Expected to earn just $0.14 per diluted share for its fiscal Q3 2019, AeroVironment instead reported a profit of $0.35 per share on sales of $75.3 million.
AeroVironment's sales climbed 38% year over year, and the company expanded its gross profit margin by 700 basis points, to 40%. The company's profit, meanwhile, marked a reversal from its year-ago Q3 2018 loss. CEO Wahid Nawabi called the results outstanding, and predicted they will lay a "strong foundation for fiscal year 2020," now less than three months away.
If there was a downside to the news, it was that on the cash flow statement, AeroVironment now shows that it has generated almost no actual cash profit this year despite the strong GAAP earnings. Free cash flow (FCF) for the first three reported quarters of 2019 totals just $91,000 -- a steep decline from the $24.1 million in FCF that the company had generated by this point last fiscal year.

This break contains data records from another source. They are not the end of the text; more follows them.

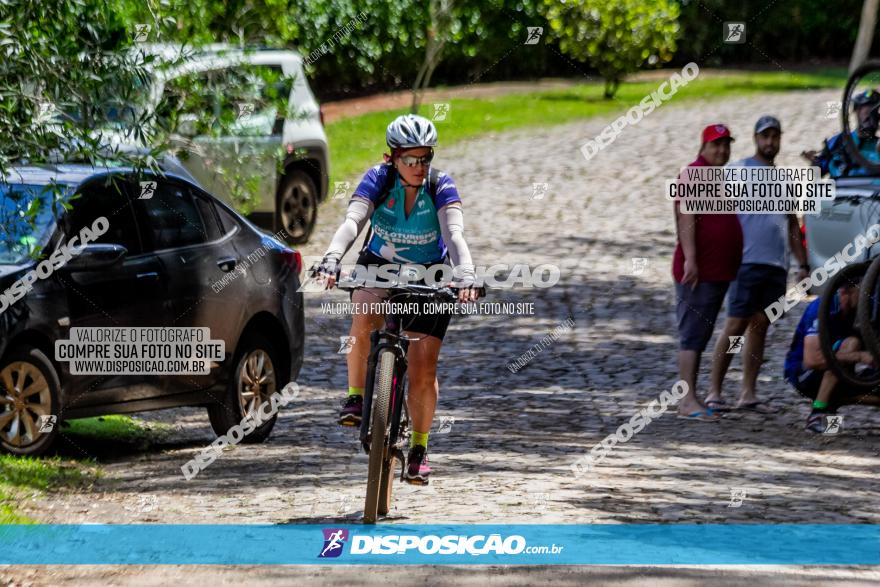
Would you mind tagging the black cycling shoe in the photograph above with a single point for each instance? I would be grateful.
(350, 415)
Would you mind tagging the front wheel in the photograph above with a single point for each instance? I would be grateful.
(869, 311)
(297, 207)
(29, 402)
(846, 374)
(380, 413)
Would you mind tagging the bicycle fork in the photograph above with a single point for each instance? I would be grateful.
(397, 389)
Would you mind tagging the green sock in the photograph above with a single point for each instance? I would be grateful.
(419, 438)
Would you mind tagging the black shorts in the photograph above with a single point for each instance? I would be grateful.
(756, 287)
(422, 322)
(696, 310)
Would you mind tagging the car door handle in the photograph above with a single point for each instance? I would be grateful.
(227, 264)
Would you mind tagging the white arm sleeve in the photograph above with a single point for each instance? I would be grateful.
(359, 211)
(452, 229)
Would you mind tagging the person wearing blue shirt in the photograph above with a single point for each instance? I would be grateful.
(805, 366)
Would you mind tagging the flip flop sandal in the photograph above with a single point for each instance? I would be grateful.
(757, 407)
(700, 416)
(717, 405)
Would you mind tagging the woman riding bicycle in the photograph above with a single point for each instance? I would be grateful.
(414, 221)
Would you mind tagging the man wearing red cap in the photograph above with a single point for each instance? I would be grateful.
(706, 260)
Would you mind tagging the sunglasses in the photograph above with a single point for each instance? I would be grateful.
(411, 161)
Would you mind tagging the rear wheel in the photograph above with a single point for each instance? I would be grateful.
(845, 373)
(869, 311)
(378, 467)
(252, 382)
(29, 402)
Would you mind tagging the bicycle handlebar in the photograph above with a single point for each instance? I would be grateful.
(448, 292)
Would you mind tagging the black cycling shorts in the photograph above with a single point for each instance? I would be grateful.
(422, 322)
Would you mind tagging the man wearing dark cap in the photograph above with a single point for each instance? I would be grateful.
(767, 239)
(706, 260)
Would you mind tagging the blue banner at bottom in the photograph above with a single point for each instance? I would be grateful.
(619, 544)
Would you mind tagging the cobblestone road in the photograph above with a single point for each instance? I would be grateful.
(513, 436)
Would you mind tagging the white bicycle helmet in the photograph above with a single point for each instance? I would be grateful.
(410, 130)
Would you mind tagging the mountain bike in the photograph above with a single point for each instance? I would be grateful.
(865, 323)
(384, 417)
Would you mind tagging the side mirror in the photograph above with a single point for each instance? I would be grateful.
(93, 257)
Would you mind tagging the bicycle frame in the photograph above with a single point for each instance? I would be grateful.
(387, 339)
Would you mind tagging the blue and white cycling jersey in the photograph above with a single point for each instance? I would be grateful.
(401, 239)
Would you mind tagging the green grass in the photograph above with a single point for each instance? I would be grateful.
(20, 477)
(117, 429)
(358, 142)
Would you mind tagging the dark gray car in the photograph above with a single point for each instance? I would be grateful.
(172, 256)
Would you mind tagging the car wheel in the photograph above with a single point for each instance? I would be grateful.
(297, 207)
(253, 380)
(29, 402)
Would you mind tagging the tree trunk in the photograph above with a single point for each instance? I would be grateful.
(866, 34)
(441, 17)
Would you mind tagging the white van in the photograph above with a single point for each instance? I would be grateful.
(269, 164)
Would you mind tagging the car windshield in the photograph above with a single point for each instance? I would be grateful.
(116, 107)
(26, 218)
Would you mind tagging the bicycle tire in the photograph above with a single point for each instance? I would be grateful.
(844, 375)
(378, 433)
(848, 142)
(869, 301)
(390, 466)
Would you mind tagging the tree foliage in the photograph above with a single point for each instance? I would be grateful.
(616, 38)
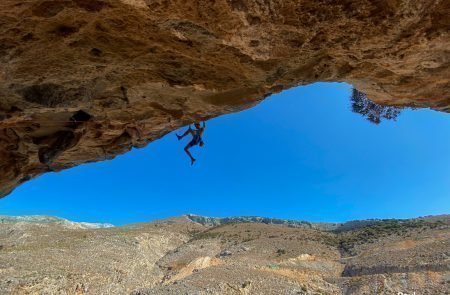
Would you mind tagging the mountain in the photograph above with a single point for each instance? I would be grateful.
(193, 254)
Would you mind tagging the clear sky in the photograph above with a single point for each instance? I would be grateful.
(301, 154)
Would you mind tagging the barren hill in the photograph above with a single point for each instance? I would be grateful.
(237, 256)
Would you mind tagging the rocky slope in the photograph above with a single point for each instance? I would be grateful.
(180, 256)
(85, 80)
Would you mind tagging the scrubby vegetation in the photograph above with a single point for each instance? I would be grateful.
(383, 228)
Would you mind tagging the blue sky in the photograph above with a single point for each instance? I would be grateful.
(301, 154)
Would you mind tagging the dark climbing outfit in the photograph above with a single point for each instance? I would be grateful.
(196, 138)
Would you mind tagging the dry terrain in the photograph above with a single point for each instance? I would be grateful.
(197, 255)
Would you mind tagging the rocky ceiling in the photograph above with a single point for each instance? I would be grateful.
(86, 80)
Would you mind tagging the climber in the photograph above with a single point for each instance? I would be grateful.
(196, 138)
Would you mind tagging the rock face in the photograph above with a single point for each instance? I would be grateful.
(85, 80)
(182, 256)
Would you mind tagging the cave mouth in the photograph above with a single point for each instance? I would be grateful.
(300, 154)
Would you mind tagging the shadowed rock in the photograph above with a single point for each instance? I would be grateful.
(153, 66)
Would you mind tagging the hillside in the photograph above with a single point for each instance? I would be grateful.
(241, 255)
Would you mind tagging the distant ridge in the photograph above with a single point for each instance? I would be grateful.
(324, 226)
(54, 220)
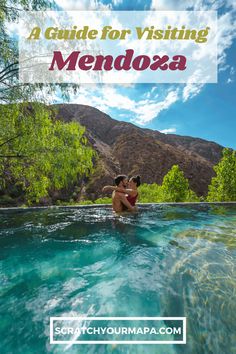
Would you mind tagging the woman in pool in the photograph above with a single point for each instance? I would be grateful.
(131, 191)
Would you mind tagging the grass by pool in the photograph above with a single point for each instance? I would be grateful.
(163, 261)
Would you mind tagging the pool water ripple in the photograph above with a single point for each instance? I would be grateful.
(163, 261)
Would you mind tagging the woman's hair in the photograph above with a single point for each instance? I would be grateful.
(136, 179)
(119, 178)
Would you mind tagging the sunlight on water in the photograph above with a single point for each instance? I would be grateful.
(162, 261)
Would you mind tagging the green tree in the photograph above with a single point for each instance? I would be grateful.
(39, 153)
(175, 187)
(150, 193)
(223, 185)
(10, 88)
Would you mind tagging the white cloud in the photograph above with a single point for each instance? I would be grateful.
(107, 98)
(168, 131)
(117, 2)
(72, 5)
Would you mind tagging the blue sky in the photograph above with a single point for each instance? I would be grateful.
(200, 110)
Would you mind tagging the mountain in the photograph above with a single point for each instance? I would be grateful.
(125, 148)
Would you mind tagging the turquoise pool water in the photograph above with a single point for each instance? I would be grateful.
(163, 261)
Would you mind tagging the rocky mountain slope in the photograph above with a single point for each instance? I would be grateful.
(126, 148)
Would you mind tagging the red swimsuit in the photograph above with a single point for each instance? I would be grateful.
(132, 200)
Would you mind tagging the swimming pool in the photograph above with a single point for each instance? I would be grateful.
(166, 260)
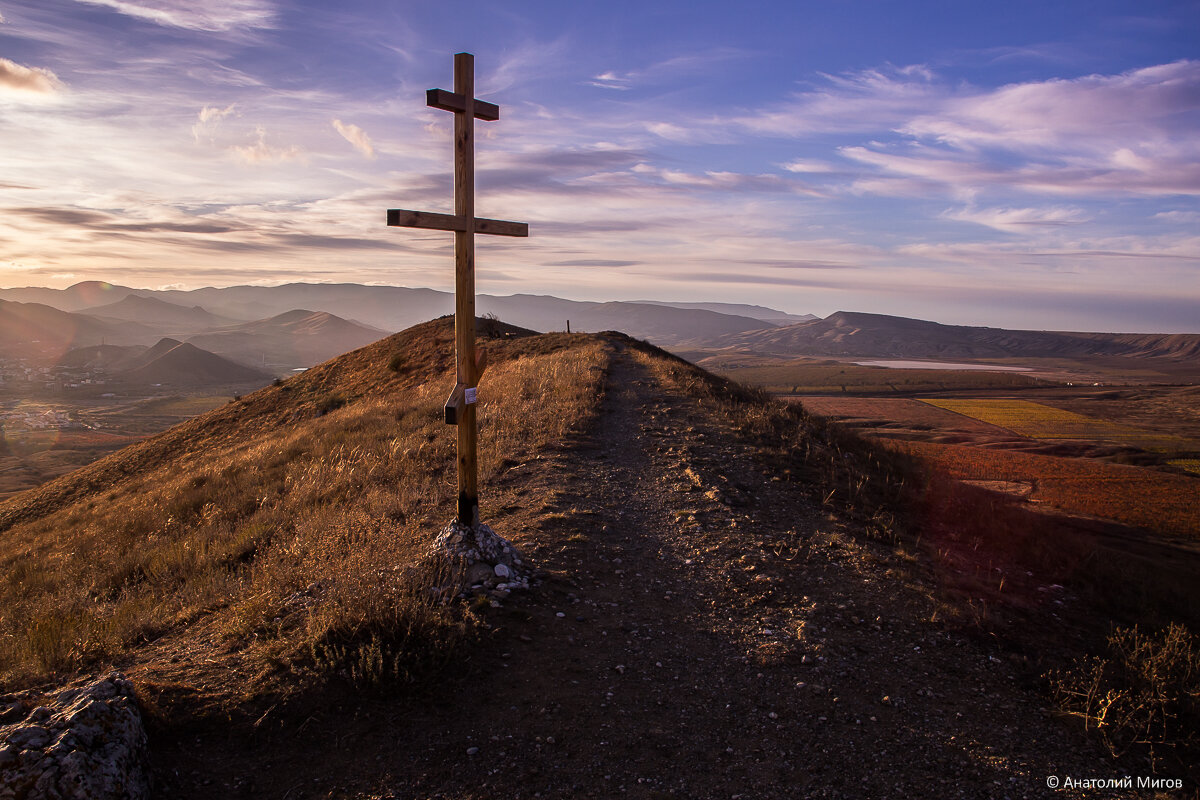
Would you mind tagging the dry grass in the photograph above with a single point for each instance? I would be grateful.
(285, 521)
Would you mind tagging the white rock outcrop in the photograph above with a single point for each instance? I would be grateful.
(84, 743)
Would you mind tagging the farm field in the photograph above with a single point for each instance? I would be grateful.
(1133, 495)
(1127, 455)
(1041, 421)
(827, 377)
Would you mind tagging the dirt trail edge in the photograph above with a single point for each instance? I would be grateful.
(703, 631)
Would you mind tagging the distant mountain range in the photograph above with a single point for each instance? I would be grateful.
(300, 324)
(169, 361)
(393, 308)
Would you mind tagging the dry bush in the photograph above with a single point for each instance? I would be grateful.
(1144, 692)
(286, 519)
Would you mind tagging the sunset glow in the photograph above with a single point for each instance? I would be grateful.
(1014, 164)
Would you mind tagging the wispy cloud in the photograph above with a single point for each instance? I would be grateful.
(264, 154)
(1019, 220)
(213, 16)
(611, 80)
(357, 137)
(21, 78)
(209, 119)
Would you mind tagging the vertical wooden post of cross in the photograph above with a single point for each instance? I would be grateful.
(460, 409)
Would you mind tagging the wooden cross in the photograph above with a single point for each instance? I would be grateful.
(460, 409)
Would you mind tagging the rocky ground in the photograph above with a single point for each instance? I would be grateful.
(701, 630)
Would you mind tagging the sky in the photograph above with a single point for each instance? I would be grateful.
(1017, 164)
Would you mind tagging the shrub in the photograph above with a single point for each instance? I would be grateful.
(1145, 691)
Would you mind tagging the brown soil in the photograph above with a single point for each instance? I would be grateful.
(702, 630)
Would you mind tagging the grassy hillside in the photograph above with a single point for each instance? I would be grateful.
(346, 470)
(721, 573)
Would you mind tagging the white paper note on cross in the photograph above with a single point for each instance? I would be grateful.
(460, 409)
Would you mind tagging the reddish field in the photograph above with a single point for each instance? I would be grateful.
(1133, 495)
(899, 410)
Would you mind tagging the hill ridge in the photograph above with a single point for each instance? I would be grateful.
(689, 602)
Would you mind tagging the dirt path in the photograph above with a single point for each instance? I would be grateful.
(703, 632)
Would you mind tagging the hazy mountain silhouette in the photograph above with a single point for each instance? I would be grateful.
(859, 335)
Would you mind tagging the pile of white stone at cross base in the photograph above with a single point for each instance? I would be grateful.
(84, 743)
(491, 561)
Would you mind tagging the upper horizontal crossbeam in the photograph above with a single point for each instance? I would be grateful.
(449, 101)
(406, 218)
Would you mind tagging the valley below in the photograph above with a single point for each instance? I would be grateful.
(805, 573)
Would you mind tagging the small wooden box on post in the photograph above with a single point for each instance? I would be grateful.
(460, 409)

Whether or not free cash flow improves, AeroVironment management laid out a strong case for continued GAAP profitability as this fiscal year winds down. The company's latest guidance predicts that AV will end the year with between $300 million and $310 million in revenue, and will earn between $1.60 and $1.80 per diluted share.
The new numbers are about $0.30 ahead of previous management guidance, partly explained by the fact that AV says it will report a one-time gain of $0.26 a share from a litigation settlement.